Personal information
- Full name: Francis William Shorland
- Born: 29 September 1871 Orton, Northamptonshire, England
- Died: 14 October 1929 (aged 58) Northwood, County of London

Team information
- Discipline: Road racing & Endurance
- Role: Rider

Amateur team
- North Road CC

Major wins
- Cuca Cocoa Cup 3 times (1891, 1892, 1893) North Road 24-hour time-trial 3 times (1892, 1893, 1894)

= Frank Shorland =

English cyclist (1871–1929)

Francis William Shorland (29 September 1871 – 14 October 1929) was one of the dominant English racing cyclists of his generation, and triple winner of the prestigious 24-hours race for the Cuca Cocoa Cup that was disputed at the Herne Hill Velodrome. He was a member of the North Road cycling club.

==Cycling career==
Shorland joined the North Road Club in London in August 1889 and would remain a member until his death in 1929. As a member of the club he would win the first three editions of its prestigious 24-hours race on the Great North Road.
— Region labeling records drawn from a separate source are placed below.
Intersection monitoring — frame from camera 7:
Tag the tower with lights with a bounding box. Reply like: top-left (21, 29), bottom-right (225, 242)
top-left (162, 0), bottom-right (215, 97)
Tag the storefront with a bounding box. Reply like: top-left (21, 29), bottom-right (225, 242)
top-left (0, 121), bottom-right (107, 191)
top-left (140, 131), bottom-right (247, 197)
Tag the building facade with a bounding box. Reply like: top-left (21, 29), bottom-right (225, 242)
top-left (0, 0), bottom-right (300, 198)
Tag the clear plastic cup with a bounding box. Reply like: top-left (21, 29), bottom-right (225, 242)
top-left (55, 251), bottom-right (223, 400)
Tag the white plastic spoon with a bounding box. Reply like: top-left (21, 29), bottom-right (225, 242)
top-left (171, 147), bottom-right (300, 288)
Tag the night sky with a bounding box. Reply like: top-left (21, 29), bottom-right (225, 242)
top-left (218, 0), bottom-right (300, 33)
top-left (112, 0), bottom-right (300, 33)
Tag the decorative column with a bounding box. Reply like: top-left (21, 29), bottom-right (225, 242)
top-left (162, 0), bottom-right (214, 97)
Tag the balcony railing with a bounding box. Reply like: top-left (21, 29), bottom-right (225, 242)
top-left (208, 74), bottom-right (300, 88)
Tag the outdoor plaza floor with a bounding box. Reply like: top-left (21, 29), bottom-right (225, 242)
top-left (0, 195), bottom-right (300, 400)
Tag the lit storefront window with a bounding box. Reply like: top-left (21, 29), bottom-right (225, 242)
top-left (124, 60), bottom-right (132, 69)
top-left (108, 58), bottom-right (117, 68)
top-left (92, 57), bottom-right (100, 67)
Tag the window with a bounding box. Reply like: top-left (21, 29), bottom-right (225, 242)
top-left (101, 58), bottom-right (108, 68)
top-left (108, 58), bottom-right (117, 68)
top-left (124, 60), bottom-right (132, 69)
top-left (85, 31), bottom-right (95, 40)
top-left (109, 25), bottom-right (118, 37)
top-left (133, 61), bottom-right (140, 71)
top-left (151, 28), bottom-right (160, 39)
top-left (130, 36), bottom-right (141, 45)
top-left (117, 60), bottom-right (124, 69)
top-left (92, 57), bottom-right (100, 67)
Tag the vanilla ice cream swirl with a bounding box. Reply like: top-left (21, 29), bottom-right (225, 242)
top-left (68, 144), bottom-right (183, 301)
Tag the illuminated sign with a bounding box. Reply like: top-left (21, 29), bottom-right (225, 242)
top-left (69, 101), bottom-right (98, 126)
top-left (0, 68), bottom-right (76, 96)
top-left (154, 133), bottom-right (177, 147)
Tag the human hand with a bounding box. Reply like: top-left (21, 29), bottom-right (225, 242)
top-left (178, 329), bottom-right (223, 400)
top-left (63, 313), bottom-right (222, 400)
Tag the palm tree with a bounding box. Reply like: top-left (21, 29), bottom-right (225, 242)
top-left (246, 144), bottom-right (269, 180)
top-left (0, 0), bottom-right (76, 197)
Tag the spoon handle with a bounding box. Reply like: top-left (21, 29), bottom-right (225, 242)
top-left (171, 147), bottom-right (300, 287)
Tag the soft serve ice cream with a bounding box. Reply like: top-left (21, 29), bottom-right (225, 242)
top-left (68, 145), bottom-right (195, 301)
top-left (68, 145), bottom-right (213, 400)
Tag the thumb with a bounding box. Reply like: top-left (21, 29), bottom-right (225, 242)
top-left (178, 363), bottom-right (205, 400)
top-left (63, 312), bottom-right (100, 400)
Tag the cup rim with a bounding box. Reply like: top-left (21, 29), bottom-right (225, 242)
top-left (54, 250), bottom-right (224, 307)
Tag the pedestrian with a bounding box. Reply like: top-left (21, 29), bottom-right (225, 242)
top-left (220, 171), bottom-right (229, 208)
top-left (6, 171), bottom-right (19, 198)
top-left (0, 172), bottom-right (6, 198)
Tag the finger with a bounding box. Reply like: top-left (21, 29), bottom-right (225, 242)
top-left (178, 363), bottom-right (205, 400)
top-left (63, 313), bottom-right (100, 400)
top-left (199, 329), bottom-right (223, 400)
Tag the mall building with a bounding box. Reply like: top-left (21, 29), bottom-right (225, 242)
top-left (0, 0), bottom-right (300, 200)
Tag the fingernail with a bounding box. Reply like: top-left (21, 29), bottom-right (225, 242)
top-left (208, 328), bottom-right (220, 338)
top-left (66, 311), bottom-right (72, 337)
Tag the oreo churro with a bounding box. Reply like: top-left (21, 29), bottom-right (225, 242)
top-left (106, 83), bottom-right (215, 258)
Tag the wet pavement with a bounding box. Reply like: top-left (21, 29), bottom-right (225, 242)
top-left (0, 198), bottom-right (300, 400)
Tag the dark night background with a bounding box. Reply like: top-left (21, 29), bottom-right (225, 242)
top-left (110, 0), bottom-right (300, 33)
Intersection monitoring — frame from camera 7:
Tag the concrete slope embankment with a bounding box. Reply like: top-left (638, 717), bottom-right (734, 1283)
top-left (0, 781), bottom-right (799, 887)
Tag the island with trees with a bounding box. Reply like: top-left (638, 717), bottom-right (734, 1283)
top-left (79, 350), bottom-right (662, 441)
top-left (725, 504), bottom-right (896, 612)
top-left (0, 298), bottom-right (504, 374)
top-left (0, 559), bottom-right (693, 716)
Having established himself as one of the top racing cyclists of the moment and he would confirm that status by winning the first three editions (from 1892 to 1894) of the 24 hours race at the newly created Herne Hill cycling track. As the race was sponsored by the Cuca Cocoa company, it became better-known as the Cuca Cocoa Cup.

==Road Records==
During his racing career Shorland was also a successful record breaker, and on different occasions he held the 12 and 24 hour bicycle records, London to Brighton and back record, the London to Newcastle record (bicycle) and the London to York record (bicycle and on a tandem with Monty Holbein).

==Professional life==
After his cycling career Shorland stayed connected to the bicycle and the emerging automobile industry. In 1909 he became the chairman and general manager of the Clément-Talbot automobile company.